É uma cena longa, em que parte do público está na pista por conta das cenas anteriores, já dançou e cantou na festa do início do ato, já se misturou aos atuadores, já é parte do coro, muitas vezes já conhece as canções e canta junto. A música vai levando atuadores e público para um crescendo, um grau máximo da disputa entre os grupos antagônicos em cena. E da relação destes grupos, da tensão entre eles, surge Antônio Conselheiro. O texto que vem na sequência da cena vai justamente falar disso, da gênese do personagem, das circunstâncias que o criaram. E é o coro que prepara a cena, excita o ânimo dos espectadores, que recebem o personagem já nesse estado alterado pela música, pela dança, pela vibração das vozes cantantes. 
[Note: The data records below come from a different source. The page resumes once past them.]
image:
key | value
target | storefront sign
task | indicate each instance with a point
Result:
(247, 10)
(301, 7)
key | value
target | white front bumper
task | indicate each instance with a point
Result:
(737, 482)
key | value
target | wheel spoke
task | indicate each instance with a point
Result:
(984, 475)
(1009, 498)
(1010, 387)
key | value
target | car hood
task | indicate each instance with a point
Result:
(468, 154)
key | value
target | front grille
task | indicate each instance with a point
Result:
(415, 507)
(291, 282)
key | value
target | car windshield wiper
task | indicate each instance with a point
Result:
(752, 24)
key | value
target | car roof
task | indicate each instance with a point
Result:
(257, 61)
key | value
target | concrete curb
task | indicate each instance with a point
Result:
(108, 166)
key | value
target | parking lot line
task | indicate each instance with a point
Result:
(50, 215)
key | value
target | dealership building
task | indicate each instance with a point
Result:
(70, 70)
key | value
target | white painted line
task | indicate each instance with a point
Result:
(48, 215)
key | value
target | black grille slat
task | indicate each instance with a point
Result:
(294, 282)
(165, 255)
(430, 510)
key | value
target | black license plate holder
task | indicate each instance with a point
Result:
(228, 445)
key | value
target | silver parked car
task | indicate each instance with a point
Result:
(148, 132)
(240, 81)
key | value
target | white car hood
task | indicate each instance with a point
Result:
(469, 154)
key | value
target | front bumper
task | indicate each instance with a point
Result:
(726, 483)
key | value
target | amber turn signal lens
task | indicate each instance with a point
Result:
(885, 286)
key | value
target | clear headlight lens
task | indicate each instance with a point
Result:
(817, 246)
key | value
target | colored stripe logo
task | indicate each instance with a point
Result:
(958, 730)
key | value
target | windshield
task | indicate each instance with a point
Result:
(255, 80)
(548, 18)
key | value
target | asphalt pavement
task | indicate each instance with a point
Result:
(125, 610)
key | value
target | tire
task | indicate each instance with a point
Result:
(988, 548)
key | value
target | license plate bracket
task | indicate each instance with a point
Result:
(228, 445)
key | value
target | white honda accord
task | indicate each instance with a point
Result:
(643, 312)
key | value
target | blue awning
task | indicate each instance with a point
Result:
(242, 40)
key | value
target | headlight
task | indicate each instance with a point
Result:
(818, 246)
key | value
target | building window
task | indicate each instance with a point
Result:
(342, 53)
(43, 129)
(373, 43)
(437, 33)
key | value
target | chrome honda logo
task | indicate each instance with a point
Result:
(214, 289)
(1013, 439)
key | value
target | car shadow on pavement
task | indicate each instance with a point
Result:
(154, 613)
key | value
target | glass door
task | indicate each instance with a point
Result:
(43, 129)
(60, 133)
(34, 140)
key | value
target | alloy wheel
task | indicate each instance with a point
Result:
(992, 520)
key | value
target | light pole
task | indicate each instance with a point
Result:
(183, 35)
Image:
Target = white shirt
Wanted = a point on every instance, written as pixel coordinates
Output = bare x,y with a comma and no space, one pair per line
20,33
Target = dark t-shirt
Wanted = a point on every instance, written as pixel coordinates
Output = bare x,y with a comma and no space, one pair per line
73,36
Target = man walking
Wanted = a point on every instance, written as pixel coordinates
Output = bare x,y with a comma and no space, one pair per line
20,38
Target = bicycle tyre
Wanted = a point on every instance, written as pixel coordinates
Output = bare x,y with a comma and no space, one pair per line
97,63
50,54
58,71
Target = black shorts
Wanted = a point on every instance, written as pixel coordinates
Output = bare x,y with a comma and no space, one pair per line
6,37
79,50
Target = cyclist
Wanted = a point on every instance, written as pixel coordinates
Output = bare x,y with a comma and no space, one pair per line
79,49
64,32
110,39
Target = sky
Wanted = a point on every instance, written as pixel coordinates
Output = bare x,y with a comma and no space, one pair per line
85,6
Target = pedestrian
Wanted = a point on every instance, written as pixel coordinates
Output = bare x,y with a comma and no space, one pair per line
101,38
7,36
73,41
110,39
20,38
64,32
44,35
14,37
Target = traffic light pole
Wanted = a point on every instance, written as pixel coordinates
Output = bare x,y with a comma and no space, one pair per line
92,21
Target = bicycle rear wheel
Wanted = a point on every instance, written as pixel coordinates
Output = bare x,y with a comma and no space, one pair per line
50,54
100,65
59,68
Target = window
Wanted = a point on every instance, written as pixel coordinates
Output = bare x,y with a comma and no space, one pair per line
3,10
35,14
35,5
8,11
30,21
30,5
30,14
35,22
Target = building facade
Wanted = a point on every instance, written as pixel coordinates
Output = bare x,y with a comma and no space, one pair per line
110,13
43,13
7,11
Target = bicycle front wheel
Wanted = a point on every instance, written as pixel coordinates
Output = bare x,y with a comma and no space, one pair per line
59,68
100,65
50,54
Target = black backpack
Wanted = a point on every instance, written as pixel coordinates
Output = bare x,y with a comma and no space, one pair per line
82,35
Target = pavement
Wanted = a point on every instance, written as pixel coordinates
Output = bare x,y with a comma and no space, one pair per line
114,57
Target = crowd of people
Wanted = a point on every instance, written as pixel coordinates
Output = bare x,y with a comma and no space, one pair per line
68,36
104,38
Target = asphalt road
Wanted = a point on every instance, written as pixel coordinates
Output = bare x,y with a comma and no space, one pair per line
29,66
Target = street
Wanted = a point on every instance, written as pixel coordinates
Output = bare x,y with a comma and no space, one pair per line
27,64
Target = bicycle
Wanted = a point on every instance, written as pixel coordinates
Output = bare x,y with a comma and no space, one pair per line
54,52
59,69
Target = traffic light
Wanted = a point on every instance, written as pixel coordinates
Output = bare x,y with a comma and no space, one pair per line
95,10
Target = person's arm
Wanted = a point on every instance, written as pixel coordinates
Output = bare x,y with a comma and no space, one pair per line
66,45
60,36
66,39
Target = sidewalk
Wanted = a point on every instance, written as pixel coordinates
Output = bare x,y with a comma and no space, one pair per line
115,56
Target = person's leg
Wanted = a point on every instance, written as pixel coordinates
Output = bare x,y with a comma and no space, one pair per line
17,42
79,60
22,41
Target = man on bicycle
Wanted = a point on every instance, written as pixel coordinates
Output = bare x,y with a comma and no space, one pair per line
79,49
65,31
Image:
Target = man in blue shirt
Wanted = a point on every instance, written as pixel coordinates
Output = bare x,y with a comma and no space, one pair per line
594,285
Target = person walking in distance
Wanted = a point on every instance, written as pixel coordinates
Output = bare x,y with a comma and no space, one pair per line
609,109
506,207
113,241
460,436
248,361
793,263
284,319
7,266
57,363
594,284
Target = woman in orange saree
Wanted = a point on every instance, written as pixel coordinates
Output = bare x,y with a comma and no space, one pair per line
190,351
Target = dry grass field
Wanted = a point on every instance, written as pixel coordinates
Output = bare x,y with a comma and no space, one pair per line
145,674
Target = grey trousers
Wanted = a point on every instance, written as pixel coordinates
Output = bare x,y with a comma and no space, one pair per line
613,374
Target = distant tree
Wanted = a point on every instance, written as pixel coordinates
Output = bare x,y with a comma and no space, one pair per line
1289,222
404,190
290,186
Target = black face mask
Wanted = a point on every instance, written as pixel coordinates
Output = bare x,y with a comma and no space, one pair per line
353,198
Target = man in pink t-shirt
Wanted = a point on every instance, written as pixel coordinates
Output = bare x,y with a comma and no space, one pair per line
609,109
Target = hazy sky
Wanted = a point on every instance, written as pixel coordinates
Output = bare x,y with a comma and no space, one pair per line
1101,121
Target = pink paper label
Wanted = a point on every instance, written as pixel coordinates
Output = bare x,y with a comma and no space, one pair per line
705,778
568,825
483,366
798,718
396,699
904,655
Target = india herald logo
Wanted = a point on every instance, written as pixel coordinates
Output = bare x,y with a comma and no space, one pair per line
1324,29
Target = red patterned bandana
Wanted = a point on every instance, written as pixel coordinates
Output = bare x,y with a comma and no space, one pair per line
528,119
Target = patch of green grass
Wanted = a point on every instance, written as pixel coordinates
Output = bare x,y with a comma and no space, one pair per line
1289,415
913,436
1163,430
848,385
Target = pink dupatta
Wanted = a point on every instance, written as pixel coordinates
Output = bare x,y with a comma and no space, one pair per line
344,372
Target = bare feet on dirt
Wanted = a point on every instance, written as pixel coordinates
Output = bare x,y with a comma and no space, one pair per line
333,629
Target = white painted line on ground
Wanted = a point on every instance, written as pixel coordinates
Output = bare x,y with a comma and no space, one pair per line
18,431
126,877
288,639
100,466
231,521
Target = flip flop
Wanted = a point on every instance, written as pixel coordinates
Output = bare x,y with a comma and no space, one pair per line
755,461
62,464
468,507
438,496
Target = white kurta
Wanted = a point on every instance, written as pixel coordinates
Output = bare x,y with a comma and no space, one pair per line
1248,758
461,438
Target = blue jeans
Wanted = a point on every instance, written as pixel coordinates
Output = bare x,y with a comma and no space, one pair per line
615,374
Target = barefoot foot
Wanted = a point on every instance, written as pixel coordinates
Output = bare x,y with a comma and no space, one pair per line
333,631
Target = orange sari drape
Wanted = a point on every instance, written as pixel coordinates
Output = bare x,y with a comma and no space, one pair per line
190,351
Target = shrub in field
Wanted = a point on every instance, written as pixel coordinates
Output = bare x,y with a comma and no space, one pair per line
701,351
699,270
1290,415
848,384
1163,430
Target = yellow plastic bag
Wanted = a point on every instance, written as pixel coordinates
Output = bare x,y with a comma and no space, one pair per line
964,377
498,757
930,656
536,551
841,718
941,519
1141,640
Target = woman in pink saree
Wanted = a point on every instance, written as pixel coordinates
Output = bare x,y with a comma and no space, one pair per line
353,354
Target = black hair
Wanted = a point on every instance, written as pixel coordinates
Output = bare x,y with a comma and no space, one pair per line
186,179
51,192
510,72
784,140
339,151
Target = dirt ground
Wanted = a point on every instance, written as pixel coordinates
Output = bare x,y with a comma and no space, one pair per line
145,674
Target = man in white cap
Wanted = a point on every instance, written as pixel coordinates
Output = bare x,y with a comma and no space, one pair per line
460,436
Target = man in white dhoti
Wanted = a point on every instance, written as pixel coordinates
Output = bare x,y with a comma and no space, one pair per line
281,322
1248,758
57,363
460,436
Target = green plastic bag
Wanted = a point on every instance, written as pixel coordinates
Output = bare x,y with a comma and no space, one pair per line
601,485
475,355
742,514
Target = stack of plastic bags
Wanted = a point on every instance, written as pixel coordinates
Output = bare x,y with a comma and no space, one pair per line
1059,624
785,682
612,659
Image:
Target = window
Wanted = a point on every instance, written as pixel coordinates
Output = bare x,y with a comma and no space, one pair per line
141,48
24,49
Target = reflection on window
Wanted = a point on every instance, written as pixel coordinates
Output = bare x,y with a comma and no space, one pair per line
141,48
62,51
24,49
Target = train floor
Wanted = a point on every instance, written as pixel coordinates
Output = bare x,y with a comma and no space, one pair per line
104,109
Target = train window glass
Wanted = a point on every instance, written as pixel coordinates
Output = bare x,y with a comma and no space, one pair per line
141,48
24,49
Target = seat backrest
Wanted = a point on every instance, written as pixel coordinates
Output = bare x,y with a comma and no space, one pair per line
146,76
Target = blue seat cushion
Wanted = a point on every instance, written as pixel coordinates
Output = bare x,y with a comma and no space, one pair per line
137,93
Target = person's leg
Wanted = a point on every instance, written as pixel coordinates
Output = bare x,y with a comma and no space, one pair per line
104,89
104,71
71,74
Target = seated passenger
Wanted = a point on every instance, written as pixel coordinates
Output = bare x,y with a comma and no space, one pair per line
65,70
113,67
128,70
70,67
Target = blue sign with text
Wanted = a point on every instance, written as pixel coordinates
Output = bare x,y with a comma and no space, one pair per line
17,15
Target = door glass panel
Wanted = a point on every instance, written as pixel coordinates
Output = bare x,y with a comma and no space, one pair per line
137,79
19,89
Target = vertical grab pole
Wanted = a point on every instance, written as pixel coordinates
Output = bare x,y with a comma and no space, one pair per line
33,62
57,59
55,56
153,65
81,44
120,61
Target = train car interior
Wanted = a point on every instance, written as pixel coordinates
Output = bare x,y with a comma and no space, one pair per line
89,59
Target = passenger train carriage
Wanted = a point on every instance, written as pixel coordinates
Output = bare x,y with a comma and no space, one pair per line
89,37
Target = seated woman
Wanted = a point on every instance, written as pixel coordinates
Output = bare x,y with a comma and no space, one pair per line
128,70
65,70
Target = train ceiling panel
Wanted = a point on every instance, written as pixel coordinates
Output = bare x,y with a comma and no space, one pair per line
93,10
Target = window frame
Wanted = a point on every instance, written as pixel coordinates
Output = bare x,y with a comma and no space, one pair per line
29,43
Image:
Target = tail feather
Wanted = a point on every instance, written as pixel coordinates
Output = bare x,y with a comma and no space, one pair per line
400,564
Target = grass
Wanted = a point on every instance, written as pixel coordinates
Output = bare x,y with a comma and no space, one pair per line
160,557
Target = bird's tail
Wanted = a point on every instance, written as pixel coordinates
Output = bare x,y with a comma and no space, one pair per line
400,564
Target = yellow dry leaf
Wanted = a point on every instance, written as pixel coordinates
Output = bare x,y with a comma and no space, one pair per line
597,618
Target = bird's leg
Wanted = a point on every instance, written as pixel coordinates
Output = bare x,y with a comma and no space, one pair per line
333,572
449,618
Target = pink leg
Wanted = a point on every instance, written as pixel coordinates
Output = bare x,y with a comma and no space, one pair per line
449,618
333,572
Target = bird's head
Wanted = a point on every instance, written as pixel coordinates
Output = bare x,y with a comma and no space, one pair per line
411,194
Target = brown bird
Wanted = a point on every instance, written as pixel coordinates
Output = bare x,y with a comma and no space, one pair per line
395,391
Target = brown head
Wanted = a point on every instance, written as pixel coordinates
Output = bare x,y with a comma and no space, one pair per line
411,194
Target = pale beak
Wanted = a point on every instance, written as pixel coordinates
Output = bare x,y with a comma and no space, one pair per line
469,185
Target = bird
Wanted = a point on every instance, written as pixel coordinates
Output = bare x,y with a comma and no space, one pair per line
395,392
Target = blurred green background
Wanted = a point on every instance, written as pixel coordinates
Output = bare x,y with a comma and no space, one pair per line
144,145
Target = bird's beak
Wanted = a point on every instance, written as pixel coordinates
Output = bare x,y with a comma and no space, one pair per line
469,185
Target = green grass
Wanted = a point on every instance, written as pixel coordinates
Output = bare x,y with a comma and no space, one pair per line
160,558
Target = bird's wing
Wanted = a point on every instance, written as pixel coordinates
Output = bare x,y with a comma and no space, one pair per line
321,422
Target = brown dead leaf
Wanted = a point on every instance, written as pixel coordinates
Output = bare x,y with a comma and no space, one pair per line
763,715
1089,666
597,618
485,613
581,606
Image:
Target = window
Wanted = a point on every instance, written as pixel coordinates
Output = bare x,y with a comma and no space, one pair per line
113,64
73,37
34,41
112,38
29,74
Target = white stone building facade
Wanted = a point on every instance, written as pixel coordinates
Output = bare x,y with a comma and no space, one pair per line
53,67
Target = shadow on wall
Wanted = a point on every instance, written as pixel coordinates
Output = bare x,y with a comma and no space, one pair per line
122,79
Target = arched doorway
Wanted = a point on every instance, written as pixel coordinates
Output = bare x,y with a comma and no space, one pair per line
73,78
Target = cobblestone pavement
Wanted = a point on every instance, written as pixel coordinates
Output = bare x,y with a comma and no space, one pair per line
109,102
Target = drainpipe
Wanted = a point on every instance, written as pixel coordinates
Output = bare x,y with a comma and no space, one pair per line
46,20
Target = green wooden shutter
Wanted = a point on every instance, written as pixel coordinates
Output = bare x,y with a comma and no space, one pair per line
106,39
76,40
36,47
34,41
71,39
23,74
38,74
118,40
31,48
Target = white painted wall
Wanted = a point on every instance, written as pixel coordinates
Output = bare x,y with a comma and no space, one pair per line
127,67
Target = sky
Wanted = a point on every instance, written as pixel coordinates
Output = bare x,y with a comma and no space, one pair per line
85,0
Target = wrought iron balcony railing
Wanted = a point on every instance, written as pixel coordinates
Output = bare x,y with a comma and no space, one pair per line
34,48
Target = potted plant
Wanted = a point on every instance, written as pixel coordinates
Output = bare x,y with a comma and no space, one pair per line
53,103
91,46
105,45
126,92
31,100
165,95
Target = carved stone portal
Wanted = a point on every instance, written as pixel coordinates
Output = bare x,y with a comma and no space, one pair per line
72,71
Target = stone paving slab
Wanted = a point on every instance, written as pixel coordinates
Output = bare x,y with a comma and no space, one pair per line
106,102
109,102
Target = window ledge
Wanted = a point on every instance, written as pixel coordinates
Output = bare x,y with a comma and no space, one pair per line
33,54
Este é um exemplo literal da ideia de excitar o ânimo do público para receber um personagem, e isso acontece ao longo de todos os espetáculos d’Os Sertões, desde A Terra até às Lutas, proporcionando, para além da visão extasiada deles próprios, como descreve Nietzsche, uma identificação inclusive com  personagens mais antagônicos à nossa própria personalidade – ou o que projetamos nela –, possibilitando identificação sem julgamento com os diferentes “desvios” de comportamento, desde o jagunço violento até o coronel sanguinário. Os espectadores estarão então mais desarmados de seus papéis cotidianos, prontos para viver mais intensamente cada personagem, e saírem transformados da experiência, vivida num estado de consciência alterado pela música, pelos movimentos, pela dança, pelos sentidos aguçados.

Antonin Artaud e o empestear do cor(p)o sem órgãos

Dois momentos em que o conceito de corpo sem órgãos é cantado em cena pelo coro. E a palavra se faz no corpo, é o sentido vivido durante o espetáculo.

“Corpo Sertão, sem órgãos, saúda o cosmos. Multidão!”, o coro canta fechando o segundo ato d’A Luta I [Corpo Sertão], misturando Oswald de Andrade, Artaud, Deleuze e Guattari (filósofos que desenvolveram o conceito de corpo sem órgãos, CsO de Artaud)[¹], Euclides da Cunha, Zé Celso e todos nós ali, pra rimar. Direto ao ponto.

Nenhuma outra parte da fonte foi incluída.